Photographs By: Vishwanath Salian, Sushil and Azad Shrivastava
These potholes are deep pockets for contractors
The rain (the authorities insist) are not good for Mumbai’s roads. The more rain, the worse the state of the roads. So it stands to reason that last year the roads stayed very good indeed, right? Actually, you would be wrong.
In May this year, the BMC claimed to have spent SIX TIMES the amount that it did on road repairs in the city following the July 2005 deluge. A whopping Rs 100 crore, which is higher than any amount spent on roads annually in the last decade. They said that private contractors spent two-thirds of this amount and the rest was spent by ward level contractors.

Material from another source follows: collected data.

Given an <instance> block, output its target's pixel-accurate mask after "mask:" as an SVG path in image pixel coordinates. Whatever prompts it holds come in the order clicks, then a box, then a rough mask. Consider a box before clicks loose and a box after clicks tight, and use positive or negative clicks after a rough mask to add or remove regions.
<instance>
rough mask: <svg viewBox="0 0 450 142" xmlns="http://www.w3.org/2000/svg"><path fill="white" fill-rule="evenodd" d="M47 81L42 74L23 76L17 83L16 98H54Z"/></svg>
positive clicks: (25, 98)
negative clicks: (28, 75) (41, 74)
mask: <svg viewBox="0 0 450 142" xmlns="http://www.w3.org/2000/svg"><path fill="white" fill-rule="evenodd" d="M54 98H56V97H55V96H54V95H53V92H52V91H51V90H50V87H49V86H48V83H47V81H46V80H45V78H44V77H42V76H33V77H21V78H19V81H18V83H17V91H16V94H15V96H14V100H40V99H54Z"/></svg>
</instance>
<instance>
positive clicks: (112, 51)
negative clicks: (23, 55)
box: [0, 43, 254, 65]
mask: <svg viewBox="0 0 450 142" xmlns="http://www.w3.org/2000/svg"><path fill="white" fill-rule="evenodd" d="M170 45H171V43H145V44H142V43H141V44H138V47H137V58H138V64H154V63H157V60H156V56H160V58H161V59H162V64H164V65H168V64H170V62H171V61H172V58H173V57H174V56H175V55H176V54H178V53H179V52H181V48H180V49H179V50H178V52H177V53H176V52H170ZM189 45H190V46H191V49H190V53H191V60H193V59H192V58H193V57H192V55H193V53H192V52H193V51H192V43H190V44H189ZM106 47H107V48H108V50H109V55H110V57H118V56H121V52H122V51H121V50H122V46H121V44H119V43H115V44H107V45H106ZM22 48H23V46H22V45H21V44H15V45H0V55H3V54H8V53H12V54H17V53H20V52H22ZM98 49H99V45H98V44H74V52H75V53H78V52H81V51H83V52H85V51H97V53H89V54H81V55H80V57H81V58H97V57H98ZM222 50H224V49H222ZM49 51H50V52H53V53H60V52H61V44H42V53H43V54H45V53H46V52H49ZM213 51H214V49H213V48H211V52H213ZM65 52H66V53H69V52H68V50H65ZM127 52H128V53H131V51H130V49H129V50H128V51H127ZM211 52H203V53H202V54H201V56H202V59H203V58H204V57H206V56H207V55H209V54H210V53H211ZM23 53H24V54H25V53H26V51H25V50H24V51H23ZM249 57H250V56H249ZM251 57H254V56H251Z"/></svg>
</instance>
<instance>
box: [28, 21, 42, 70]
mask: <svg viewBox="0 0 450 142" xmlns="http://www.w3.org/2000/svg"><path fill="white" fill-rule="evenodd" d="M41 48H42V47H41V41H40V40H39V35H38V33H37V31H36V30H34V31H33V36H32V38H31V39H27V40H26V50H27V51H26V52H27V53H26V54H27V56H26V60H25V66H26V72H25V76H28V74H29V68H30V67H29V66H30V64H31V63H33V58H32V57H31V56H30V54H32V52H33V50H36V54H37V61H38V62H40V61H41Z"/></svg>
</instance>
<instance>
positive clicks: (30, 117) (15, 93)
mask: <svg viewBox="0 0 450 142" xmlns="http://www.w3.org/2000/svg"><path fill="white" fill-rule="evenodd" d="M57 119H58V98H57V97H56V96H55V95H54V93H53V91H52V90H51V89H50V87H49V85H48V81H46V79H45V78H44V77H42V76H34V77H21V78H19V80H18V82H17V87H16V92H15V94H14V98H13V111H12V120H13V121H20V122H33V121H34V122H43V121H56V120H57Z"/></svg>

After July 26, 2005, when Mumbai went under water, the BMC said it spent Rs 18 crore. When in danger of being caught out, it’s any excuse in a rainstorm. Apparently, a chief engineer, roads and bridges, is reported to have explained how this happened. This year, the MMRDA has handed over 14 roads to the BMC. All of them were in very bad condition. Due to this, in spite less rainfall, the BMC ended up spending more money. All this was said with a straight face.
There is more. Every year, civic officials count the potholes that need filling. Last year, however, they decided against it calling it “an irrational exercise”. This year, the BMC bunched potholes together and called them trenches, thus bringing the numbers down to one fourth. It also means that the whole of Mumbai’s roads can be designated one long trench, except for those areas where rich people and the legislators live.
Now the BMC has appointed 23 contractors to repair potholes at a cost of which will be Rs 40 crore.